Jackson came up with the idea of a residency program to provide more real-world preparation for licensed practical nurses. The LPN graduate program launched in Georgia at the end of 2022. By spring 2024, 14 people have graduated.
She first heard about new nursing graduates needing supervised clinical training and experience from a local technical college where she sits on an advisory board. Concerns were spreading about the lack of in-person training due to the COVID-19 pandemic.
So, Jackson put together an accredited training program. She makes sure to keep tabs on the residents during training. Meeting all their training needs also helps Kaiser Permanente stand out as an employer of choice as the LPN residents search for jobs.
It requires me to keep up with the latest knowledge. Nursing changes so fast. And now with technology, what we used to do a certain way doesn’t have to be done that way anymore.
A formal council advocates for nurses, and it has a structured, standardized format.
When we’re told to make changes that impact nursing, but we weren’t involved in the decision, the solution doesn’t always make sense.
We must provide the nursing component to make sure the change is safe for patients and based on evidence — and that it makes sense in the nursing workflow.
Audrey M. Trinkes, RN, works at the Clinical Contact Center for Kaiser Permanente in the Mid-Atlantic States. She takes calls from patients in the Northern Virginia, metropolitan Washington, D.C., and metropolitan Baltimore area. Patients call for a variety of reasons ranging from routine illnesses to emergencies that result in a 911 call.
Trinkes serves on 2 formal committees that seek to empower nurses and transform care through nurse-led initiatives. In her role on one of these committees, Trinkes introduced a change that supports efficiency and care quality.

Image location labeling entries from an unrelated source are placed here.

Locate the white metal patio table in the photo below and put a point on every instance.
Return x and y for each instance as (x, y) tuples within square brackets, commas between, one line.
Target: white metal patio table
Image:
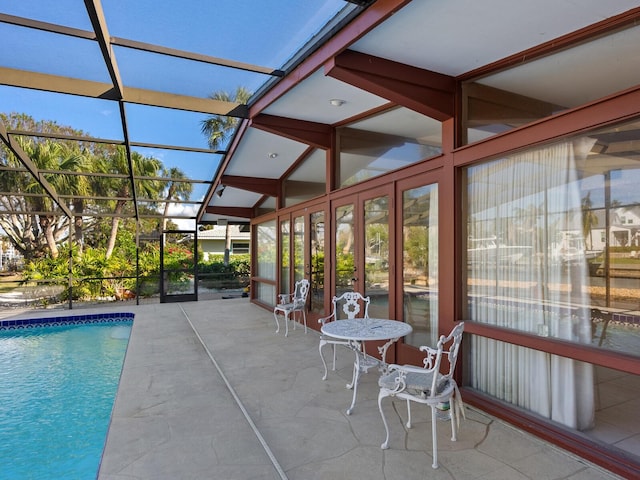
[(359, 330)]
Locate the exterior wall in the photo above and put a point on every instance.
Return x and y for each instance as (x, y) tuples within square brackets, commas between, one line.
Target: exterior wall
[(214, 241), (448, 171)]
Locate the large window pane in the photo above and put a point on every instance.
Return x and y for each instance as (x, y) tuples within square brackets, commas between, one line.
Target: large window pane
[(298, 248), (266, 261), (420, 263), (266, 249), (376, 244), (600, 403), (553, 240), (345, 249), (317, 262), (285, 265)]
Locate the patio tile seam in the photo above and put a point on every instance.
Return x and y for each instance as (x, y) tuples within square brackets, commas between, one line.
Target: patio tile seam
[(236, 398)]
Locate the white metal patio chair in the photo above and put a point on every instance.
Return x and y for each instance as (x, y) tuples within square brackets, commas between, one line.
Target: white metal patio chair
[(352, 305), (427, 385), (291, 304)]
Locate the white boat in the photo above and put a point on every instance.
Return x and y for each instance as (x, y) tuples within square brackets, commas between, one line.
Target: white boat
[(490, 250)]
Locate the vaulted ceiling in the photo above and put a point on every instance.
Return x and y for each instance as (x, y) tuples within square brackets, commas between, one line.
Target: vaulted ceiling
[(152, 70)]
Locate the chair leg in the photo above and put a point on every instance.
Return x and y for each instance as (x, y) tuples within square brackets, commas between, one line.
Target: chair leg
[(275, 315), (322, 344), (286, 324), (334, 357), (434, 436), (383, 393), (452, 414)]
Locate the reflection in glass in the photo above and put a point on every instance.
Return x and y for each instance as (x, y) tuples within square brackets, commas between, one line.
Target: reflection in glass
[(376, 244), (285, 263), (298, 248), (266, 251), (420, 263), (553, 236), (345, 249), (317, 262)]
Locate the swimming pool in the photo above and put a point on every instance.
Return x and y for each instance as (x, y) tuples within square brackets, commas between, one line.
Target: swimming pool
[(58, 380)]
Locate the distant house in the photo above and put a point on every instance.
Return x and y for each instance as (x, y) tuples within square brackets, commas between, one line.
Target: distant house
[(212, 242), (624, 228)]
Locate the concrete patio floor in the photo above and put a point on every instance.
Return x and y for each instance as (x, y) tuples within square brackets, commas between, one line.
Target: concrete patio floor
[(210, 391)]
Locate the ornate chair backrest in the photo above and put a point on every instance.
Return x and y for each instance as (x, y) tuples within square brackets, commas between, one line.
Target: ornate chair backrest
[(434, 357), (354, 305), (300, 293)]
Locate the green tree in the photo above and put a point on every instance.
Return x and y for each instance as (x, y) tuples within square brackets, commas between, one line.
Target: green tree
[(589, 219), (121, 188), (176, 189), (219, 128)]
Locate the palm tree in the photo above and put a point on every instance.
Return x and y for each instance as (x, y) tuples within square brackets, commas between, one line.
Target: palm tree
[(589, 219), (48, 155), (122, 188), (176, 190), (219, 128)]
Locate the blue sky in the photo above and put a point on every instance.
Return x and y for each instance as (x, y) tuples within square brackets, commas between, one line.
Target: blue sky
[(261, 32)]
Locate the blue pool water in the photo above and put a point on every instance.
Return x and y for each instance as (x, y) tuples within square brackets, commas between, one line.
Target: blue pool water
[(57, 388)]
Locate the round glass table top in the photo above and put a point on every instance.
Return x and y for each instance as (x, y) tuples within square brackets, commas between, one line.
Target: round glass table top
[(363, 329)]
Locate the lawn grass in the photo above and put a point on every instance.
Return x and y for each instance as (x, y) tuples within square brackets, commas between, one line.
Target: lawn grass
[(9, 282)]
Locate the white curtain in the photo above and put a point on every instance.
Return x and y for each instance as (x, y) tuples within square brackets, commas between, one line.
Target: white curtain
[(527, 202), (433, 264)]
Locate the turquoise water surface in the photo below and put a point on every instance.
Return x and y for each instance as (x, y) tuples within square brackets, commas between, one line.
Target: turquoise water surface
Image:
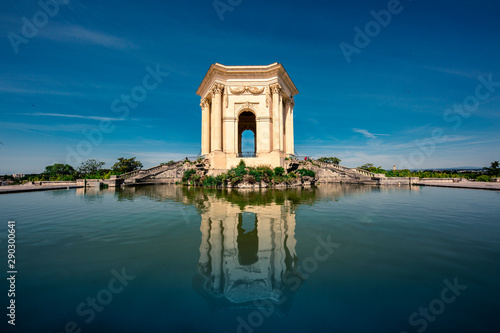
[(328, 259)]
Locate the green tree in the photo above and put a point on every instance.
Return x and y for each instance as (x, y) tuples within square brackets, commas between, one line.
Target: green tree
[(372, 168), (90, 167), (58, 169), (125, 165), (494, 169)]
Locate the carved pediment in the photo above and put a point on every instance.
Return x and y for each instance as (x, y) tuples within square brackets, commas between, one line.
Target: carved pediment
[(242, 89)]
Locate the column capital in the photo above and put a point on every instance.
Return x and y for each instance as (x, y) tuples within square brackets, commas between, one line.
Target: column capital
[(276, 88), (217, 88), (205, 103)]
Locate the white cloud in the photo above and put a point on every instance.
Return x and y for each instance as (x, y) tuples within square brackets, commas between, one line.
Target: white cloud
[(72, 116), (74, 33), (368, 134)]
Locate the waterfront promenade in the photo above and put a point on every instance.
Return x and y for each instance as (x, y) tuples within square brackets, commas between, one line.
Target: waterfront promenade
[(31, 188)]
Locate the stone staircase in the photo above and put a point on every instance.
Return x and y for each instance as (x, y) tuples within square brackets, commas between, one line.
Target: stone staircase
[(355, 174), (139, 176)]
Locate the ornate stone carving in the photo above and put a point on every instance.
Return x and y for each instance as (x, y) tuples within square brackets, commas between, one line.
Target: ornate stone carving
[(205, 103), (226, 100), (217, 89), (242, 89), (237, 90), (276, 88), (256, 90)]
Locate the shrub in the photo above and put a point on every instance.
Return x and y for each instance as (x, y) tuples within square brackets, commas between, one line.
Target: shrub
[(483, 178), (187, 175), (255, 174), (306, 172), (209, 181), (279, 171)]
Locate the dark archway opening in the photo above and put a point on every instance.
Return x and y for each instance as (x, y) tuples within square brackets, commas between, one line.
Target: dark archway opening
[(247, 122)]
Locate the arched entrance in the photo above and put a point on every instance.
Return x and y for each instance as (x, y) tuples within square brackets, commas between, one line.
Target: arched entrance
[(247, 122)]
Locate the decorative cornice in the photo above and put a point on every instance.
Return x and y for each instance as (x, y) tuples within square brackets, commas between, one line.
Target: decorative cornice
[(205, 103), (242, 89), (290, 102), (276, 88), (217, 88)]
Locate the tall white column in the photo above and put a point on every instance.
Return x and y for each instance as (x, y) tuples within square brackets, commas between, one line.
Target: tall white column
[(290, 149), (205, 126), (276, 90), (216, 144), (282, 124)]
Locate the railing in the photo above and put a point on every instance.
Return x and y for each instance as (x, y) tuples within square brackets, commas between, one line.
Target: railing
[(345, 169), (247, 154), (153, 170)]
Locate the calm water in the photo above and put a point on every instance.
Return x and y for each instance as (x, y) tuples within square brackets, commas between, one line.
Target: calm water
[(331, 259)]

Clinical Contact Center staff must quickly access patients’ medical histories, care notes, privacy authorizations, and appointment information. Doing so ensures patients receive timely and appropriate care.
To help make Clinical Contact Center staff more efficient, Trinkes and the committee developed a technology super user role within the department. Super users help colleagues with questions and provide support as needed.
I am so inspired by the work I’ve done that I am completing a master’s certificate in health care quality and patient safety.
I’m passionate about quality and process improvement. I have grown so much by being in leadership roles in both of the formal committees I serve on. I’m better able to lead meetings, collaborate with management, and make connections outside of my department.
It’s important that our team of nurses know they are being heard. Nurses feel more confident and supported when they know that someone who understands their work — their point of view — is speaking for them.